Introduction to aiDIF: Detecting Differential Item Functioning in AI-Scored Assessments
In aiDIF: Differential Item Functioning for AI-Scored Assessments

knitr::opts_chunk$set(collapse = TRUE, comment = "#>")
library(aiDIF)

Background

When AI systems score essays, short-answer responses, or structured tasks, a critical fairness question arises: does the AI scoring engine shift item difficulties differently for different demographic groups?

Classical DIF methods test whether an item performs differently across groups within a single scoring condition. aiDIF extends this to a paired design:

Human-scoring DIF — robust M-estimation of item-level bias
AI-scoring DIF — the same analysis applied to AI-scored data
Differential AI Scoring Bias (DASB) — a new test for group-dependent parameter shifts from human to AI scoring

The Example Dataset

make_aidif_eg() returns a built-in example with item parameter MLEs for 6 items in two groups under both scoring conditions. The planted structure is:

Item 1: DIF in human scoring (intercept +0.5 in focal group)
Item 3: DASB — AI scoring adds +0.4 to the focal group intercept only
Impact: 0.5 SD (focal group higher on the latent trait)
AI drift: +0.1 uniform calibration offset across all items

eg <- make_aidif_eg()
str(eg, max.level = 2)

Fitting the Model

fit_aidif() runs the robust IRLS engine under each scoring condition and performs the DASB test.

mod <- fit_aidif(
  human_mle = eg$human,
  ai_mle    = eg$ai,
  alpha     = 0.05
)
print(mod)

Full Report

summary(mod)

The DASB Test

scoring_bias_test() can also be called directly.

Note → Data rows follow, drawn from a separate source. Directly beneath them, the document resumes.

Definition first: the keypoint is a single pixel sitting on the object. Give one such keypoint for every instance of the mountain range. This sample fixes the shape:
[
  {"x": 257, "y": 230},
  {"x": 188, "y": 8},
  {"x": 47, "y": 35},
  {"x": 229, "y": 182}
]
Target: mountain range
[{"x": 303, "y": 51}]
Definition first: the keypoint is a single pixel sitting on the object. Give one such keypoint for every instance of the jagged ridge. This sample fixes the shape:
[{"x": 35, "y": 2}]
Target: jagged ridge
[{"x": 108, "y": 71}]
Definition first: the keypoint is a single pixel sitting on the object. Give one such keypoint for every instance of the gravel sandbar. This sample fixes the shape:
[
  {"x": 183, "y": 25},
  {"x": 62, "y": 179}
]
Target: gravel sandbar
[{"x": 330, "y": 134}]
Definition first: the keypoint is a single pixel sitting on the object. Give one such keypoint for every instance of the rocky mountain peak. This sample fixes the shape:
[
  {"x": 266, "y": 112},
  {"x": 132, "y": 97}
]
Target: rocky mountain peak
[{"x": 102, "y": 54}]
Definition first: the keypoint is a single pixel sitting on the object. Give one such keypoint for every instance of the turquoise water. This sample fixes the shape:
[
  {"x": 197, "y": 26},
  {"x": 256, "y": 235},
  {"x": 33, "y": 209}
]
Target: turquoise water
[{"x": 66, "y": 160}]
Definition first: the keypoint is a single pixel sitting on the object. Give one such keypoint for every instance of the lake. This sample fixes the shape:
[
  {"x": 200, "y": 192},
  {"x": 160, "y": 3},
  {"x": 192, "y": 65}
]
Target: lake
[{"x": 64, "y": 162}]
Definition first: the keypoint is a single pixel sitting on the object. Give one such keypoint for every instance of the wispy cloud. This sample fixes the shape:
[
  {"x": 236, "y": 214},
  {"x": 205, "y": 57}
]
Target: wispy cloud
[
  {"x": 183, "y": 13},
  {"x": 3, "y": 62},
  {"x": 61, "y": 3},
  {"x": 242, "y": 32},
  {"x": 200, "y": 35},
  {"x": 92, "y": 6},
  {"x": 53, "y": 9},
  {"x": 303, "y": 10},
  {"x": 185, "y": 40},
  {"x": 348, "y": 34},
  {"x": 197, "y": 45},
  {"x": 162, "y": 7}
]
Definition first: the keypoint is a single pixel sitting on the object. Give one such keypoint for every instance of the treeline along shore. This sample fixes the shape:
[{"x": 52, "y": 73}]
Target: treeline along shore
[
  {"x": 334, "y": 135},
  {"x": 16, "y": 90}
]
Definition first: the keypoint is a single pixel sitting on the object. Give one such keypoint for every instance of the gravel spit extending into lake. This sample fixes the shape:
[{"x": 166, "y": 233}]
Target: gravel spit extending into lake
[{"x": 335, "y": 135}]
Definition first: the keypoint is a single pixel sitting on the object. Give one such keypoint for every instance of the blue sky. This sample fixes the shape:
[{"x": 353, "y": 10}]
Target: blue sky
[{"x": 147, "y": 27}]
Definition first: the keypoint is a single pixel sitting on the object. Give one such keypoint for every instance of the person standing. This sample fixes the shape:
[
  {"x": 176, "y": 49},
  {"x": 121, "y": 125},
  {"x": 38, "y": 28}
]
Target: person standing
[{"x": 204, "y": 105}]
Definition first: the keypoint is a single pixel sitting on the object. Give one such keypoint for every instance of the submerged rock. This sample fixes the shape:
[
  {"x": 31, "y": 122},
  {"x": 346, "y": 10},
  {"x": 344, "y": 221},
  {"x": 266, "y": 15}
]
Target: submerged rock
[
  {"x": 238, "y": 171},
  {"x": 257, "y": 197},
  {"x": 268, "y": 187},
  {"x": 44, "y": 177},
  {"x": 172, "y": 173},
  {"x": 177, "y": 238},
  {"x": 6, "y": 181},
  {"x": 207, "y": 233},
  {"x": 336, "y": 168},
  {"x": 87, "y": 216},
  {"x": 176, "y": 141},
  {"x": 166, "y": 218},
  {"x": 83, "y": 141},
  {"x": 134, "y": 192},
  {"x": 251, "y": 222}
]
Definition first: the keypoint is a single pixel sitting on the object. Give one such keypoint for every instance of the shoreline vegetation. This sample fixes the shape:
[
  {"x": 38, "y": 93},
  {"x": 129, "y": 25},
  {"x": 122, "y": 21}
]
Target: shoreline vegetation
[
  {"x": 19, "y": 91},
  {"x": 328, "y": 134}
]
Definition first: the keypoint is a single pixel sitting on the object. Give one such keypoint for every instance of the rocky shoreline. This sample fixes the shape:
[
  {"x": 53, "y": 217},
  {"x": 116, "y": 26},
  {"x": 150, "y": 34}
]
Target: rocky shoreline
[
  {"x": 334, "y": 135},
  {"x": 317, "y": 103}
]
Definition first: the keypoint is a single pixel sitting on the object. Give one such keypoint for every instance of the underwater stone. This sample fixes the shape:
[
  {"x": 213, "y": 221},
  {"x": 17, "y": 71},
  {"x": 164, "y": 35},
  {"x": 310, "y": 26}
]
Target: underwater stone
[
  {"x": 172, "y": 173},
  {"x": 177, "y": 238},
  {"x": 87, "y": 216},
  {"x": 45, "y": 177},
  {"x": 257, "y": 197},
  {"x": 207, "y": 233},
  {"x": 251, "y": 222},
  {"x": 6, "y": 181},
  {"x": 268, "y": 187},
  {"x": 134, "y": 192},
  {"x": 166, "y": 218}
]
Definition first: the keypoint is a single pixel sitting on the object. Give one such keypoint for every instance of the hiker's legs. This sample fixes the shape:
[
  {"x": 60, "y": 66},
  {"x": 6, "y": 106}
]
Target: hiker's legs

sb <- scoring_bias_test(eg$human, eg$ai)
print(sb)

Item 3 should be significant, reflecting the planted group-dependent AI scoring bias.

AI-Effect Classification

eff <- ai_effect_summary(mod$dif_human, mod$dif_ai)
print(eff)

| Status | Meaning | |---|---| | introduced | AI scoring creates DIF not present under human scoring | | masked | AI scoring hides DIF that existed under human scoring | | stable_dif | DIF detected in both conditions | | stable_clean | No DIF in either condition |

Visualisations

plot(mod, type = "dif_forest")   # human vs AI DIF side by side
plot(mod, type = "dasb")         # DASB bar chart with error bars
plot(mod, type = "weights")      # bi-square anchor weights

Simulation

dat <- simulate_aidif_data(
  n_items    = 8,
  n_obs      = 600,
  dif_items  = c(1, 2),
  dif_mag    = 0.5,
  dasb_items = 5,
  dasb_mag   = 0.4,
  seed       = 123
)
sim_mod <- fit_aidif(dat$human, dat$ai)
print(sim_mod)

References

Holland, P. W., & Thayer, D. T. (1988). Differential item performance and the Mantel-Haenszel procedure. In Test validity (pp. 129–145). Erlbaum.
Halpin, P., Nickodem, K., & Eagle, J. (2024). robustDIF: Differential Item Functioning Using Robust Scaling. R package version 0.2.0.